Silvia Cattori : Tout cela est très inquiétant. Vous apportez la preuve que les attentats qui se sont produits depuis 1996 (les attentats dans le métro de Paris), n’auraient jamais été possibles si la guerre dans les Balkans n’avait pas eu lieu. Et ces attentats qui ont fait des milliers de victimes vous les imputez à des services occidentaux. L’opinion en Occident a donc été trompée par des gouvernements embarqués dans des actions terroristes ?
Jürgen Elsässer : Le réseau terroriste que les services secrets américains et britanniques ont formé durant la guerre civile en Bosnie et plus tard au Kossovo, a fourni un réservoir de militants que l’on a ensuite retrouvés impliqué dans les attentats de New York, Madrid, Londres.
Silvia Cattori : Comment cela s’est-il passé concrètement ?
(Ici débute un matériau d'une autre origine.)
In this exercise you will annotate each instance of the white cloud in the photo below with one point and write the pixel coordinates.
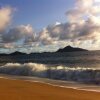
(5, 17)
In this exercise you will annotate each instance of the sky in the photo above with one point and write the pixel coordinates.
(47, 25)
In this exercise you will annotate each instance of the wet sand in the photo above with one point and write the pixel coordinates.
(24, 90)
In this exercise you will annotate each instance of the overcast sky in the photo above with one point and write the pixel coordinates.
(47, 25)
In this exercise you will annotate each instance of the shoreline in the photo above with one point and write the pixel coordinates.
(51, 82)
(17, 89)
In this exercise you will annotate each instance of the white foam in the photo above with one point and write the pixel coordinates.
(54, 85)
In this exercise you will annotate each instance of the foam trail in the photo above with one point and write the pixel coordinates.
(79, 74)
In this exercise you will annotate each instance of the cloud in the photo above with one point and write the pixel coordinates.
(18, 33)
(83, 26)
(5, 17)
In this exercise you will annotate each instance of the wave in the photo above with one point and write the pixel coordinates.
(79, 74)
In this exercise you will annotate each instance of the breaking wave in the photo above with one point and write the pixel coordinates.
(79, 74)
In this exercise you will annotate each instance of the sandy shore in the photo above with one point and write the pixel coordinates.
(24, 90)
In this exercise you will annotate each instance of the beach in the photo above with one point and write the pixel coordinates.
(26, 90)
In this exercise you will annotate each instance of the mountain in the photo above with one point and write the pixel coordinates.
(71, 49)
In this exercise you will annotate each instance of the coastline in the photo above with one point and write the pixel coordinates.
(17, 89)
(55, 83)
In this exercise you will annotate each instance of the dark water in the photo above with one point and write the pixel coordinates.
(74, 66)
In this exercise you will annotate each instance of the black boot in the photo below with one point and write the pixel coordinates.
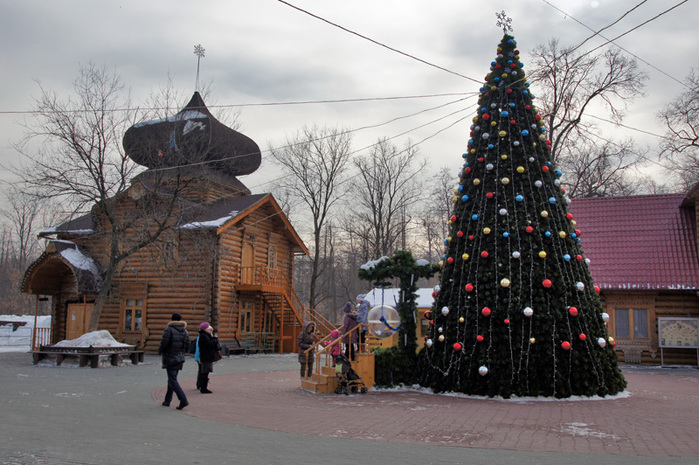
(204, 385)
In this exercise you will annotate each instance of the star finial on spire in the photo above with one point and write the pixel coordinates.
(504, 22)
(199, 51)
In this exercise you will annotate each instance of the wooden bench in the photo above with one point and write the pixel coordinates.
(259, 342)
(89, 354)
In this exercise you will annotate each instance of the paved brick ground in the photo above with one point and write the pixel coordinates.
(658, 416)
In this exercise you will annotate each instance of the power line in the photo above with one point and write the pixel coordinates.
(619, 46)
(267, 104)
(380, 44)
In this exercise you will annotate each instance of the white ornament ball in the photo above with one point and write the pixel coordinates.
(380, 328)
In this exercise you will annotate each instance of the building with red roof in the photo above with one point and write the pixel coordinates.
(643, 253)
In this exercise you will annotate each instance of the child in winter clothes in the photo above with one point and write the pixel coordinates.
(335, 350)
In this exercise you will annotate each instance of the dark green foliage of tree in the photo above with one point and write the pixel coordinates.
(513, 246)
(397, 365)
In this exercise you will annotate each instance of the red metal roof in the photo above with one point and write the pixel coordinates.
(639, 242)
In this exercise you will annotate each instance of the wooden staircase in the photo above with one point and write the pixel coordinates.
(324, 377)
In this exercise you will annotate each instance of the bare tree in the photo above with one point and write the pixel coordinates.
(80, 161)
(314, 164)
(681, 146)
(385, 196)
(570, 85)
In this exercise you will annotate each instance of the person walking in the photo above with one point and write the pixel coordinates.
(173, 345)
(207, 348)
(306, 340)
(349, 332)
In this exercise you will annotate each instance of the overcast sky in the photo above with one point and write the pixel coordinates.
(264, 51)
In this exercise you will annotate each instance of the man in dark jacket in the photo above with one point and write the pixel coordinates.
(173, 345)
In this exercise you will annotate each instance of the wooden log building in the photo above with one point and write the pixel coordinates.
(228, 261)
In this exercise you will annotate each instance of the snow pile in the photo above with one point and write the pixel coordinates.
(15, 338)
(95, 339)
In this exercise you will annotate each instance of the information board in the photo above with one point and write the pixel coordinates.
(678, 332)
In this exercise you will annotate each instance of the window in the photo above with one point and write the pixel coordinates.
(631, 323)
(133, 315)
(245, 318)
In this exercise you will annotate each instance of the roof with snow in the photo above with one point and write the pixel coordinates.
(639, 242)
(192, 137)
(45, 274)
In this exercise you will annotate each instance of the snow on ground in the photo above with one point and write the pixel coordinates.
(19, 340)
(101, 338)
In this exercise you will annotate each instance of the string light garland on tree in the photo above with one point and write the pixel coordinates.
(524, 317)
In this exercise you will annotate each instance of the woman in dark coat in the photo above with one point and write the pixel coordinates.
(348, 325)
(208, 349)
(306, 340)
(173, 345)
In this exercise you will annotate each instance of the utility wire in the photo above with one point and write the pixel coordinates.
(619, 46)
(380, 44)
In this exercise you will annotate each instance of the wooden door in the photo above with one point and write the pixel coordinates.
(247, 270)
(78, 320)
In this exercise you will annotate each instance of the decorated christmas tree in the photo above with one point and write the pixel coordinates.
(516, 312)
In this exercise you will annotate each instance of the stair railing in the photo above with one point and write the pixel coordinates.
(322, 349)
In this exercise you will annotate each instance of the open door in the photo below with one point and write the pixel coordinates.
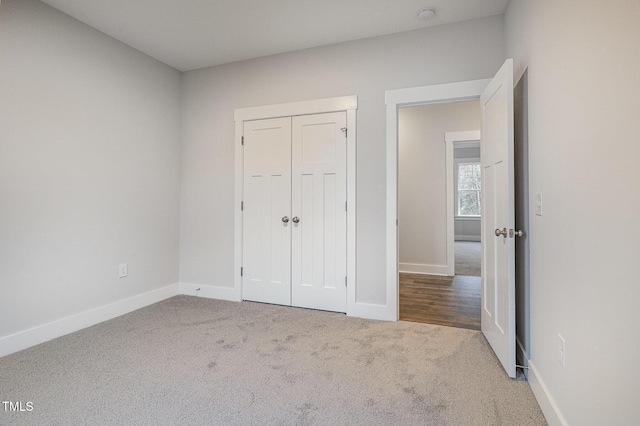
(498, 218)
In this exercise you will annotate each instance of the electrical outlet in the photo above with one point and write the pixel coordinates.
(562, 351)
(123, 270)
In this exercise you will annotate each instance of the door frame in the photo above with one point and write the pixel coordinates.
(348, 104)
(395, 99)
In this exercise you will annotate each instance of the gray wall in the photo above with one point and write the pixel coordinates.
(89, 168)
(366, 68)
(583, 90)
(422, 195)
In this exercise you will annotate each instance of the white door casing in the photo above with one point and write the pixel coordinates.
(267, 188)
(498, 215)
(319, 211)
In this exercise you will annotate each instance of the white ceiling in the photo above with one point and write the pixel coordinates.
(191, 34)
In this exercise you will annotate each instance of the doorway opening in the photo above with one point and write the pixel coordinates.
(439, 213)
(395, 100)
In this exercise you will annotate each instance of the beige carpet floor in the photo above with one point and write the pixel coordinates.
(467, 255)
(198, 361)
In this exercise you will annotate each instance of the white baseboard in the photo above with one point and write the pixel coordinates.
(545, 400)
(419, 268)
(372, 311)
(211, 291)
(467, 238)
(45, 332)
(521, 355)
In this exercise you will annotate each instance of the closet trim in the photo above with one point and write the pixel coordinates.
(349, 104)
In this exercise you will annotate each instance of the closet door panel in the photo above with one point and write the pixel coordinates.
(266, 238)
(318, 202)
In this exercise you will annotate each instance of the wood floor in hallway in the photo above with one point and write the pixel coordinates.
(433, 299)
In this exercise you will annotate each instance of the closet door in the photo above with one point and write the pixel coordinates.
(318, 210)
(266, 239)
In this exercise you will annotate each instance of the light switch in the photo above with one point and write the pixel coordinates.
(538, 203)
(123, 270)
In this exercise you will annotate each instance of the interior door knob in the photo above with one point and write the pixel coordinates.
(518, 233)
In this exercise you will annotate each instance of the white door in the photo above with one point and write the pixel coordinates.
(319, 195)
(498, 220)
(294, 214)
(266, 237)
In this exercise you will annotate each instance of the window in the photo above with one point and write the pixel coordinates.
(468, 189)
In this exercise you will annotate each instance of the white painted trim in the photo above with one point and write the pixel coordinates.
(521, 354)
(421, 268)
(468, 218)
(547, 404)
(370, 311)
(318, 106)
(351, 214)
(45, 332)
(210, 291)
(394, 99)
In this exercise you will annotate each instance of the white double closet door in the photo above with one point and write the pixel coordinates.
(294, 217)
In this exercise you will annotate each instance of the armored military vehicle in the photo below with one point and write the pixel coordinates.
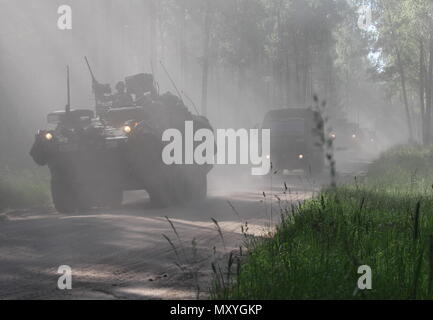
(295, 139)
(94, 158)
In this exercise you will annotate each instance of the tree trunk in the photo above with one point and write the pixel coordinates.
(422, 90)
(404, 93)
(205, 75)
(429, 94)
(152, 38)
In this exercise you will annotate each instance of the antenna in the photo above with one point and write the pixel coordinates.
(192, 102)
(178, 93)
(68, 104)
(172, 82)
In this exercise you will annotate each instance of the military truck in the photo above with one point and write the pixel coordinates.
(296, 135)
(94, 158)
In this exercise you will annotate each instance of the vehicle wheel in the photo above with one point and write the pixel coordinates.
(159, 193)
(63, 194)
(197, 187)
(114, 198)
(317, 164)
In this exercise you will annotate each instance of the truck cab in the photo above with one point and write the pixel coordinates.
(296, 135)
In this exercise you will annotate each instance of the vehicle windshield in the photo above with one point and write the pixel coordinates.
(289, 126)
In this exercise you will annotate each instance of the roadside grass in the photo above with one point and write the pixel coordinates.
(383, 220)
(23, 188)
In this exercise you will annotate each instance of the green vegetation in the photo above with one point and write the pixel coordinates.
(23, 188)
(384, 220)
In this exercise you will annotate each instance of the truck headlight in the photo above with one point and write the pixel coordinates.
(127, 129)
(49, 136)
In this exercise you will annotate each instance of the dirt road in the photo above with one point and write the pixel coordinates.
(122, 254)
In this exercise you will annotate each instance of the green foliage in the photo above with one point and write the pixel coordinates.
(382, 220)
(23, 188)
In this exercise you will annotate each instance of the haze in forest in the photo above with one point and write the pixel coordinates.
(233, 59)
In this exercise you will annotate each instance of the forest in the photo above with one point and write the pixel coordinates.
(232, 59)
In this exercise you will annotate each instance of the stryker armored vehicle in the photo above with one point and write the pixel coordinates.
(296, 135)
(94, 158)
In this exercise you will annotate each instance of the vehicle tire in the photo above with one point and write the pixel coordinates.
(318, 164)
(158, 195)
(197, 187)
(112, 198)
(63, 195)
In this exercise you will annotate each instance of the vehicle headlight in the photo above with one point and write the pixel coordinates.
(49, 136)
(127, 129)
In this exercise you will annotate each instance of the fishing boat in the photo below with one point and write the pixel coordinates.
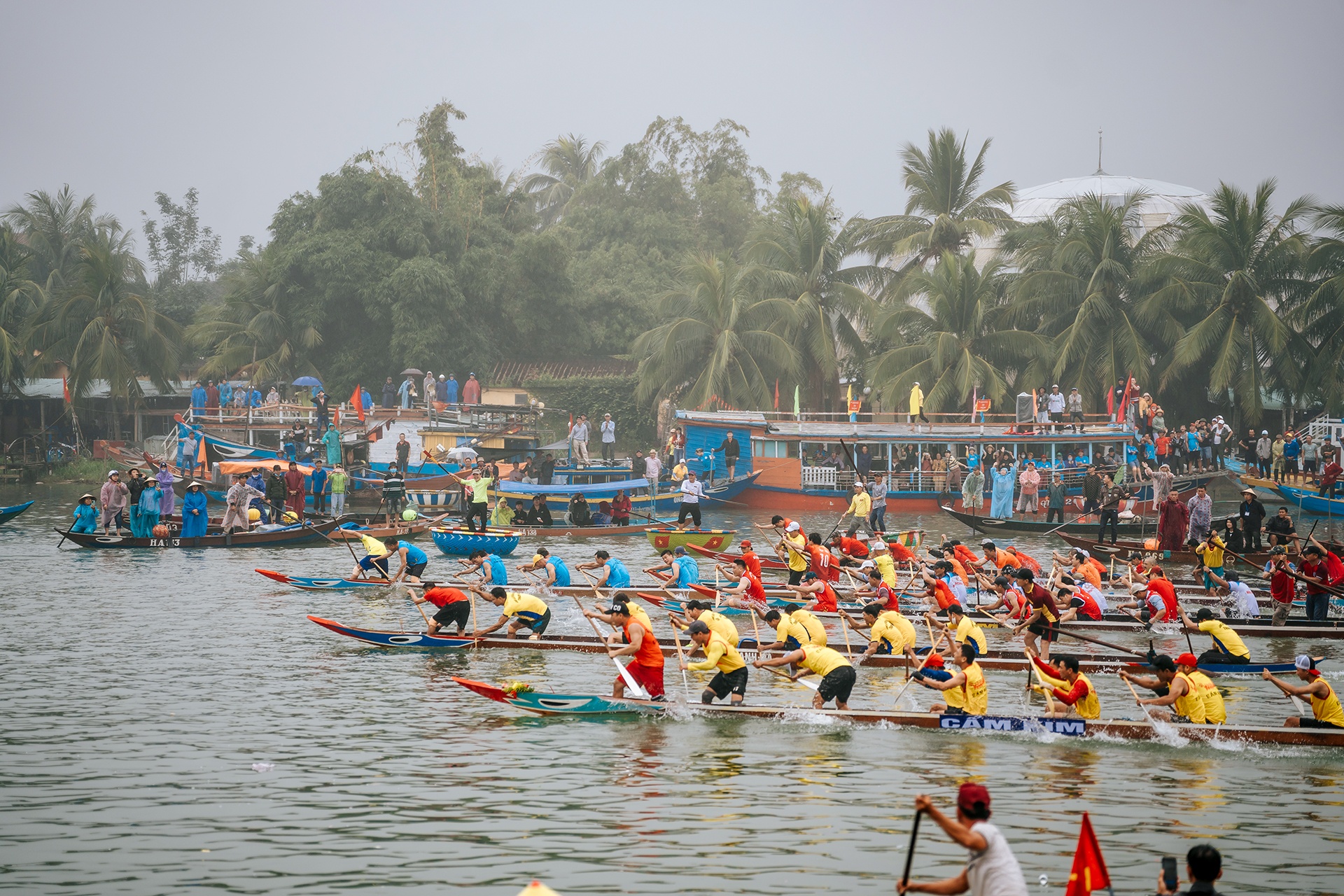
(1310, 501)
(300, 533)
(10, 512)
(806, 461)
(558, 704)
(461, 542)
(672, 538)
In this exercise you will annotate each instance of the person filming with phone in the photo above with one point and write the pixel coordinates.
(1203, 865)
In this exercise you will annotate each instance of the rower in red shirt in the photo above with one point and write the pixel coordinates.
(454, 608)
(1044, 614)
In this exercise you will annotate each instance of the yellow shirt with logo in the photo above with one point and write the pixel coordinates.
(720, 654)
(1225, 638)
(822, 660)
(524, 606)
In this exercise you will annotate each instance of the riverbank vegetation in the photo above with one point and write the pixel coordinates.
(729, 286)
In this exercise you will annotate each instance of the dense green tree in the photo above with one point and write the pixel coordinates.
(1230, 267)
(715, 346)
(803, 255)
(946, 333)
(946, 211)
(1082, 286)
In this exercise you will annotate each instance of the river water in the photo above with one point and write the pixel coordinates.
(172, 720)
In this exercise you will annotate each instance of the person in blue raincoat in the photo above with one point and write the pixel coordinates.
(194, 514)
(150, 508)
(1004, 477)
(86, 516)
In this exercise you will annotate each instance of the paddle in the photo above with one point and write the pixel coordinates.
(910, 852)
(680, 659)
(629, 680)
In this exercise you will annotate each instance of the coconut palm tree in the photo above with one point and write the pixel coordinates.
(945, 211)
(948, 336)
(19, 298)
(802, 254)
(715, 344)
(101, 328)
(1082, 286)
(55, 227)
(568, 163)
(1230, 269)
(257, 331)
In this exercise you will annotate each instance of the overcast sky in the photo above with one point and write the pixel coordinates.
(252, 102)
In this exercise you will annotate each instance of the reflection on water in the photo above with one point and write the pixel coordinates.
(141, 690)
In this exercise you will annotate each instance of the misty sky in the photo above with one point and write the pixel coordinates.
(252, 102)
Jürgen Elsässer : Une fois la guerre en Afghanistan finie, Oussama Ben Laden a recruté ces militants djhadistes. C’était son travail. C’est lui qui les a entraînés, partiellement avec le soutien de la CIA, et qui les a mis en place en Bosnie. Les Américains ont toléré la connexion qu’il y avait entre le Président Izetbegovic et Ben Laden. Deux années plus tard, en 1994, les Américains ont commencé à envoyer des armes, dans une opération clandestine commune avec l’Iran. Après le traité de Dayton, en novembre 1995, la CIA et le Pentagone ont recruté les meilleurs des djihadistes qui avaient combattu en Bosnie.
Silvia Cattori : Comment cela se fait-il que ces musulmans se soient mis entre les mains de services qui servaient des intérêts idéologiques opposés aux leurs ?
Jürgen Elsässer : J’ai analysé les témoignages donnés par quelques djihadistes interrogés par les juges allemands. Ils ont dit qu’après le traité de Dayton, qui stipulait que tous les ex-combattants étrangers devaient quitter le pays, ils n’avaient plus d’argent et nulle part où aller. Quant à ceux qui pouvaient rester en Bosnie, parce qu’on leur avait fourni des passeports bosniaques, ils étaient eux aussi sans travail et sans argent. Le jour où des recruteurs sont venus sonner à leur porte et leur ont proposé 3000 dollars par mois, pour servir dans l’armée bosniaque, ils ne savaient pas qu’ils étaient recrutés et payés par des émissaires de la CIA pour servir les États-Unis.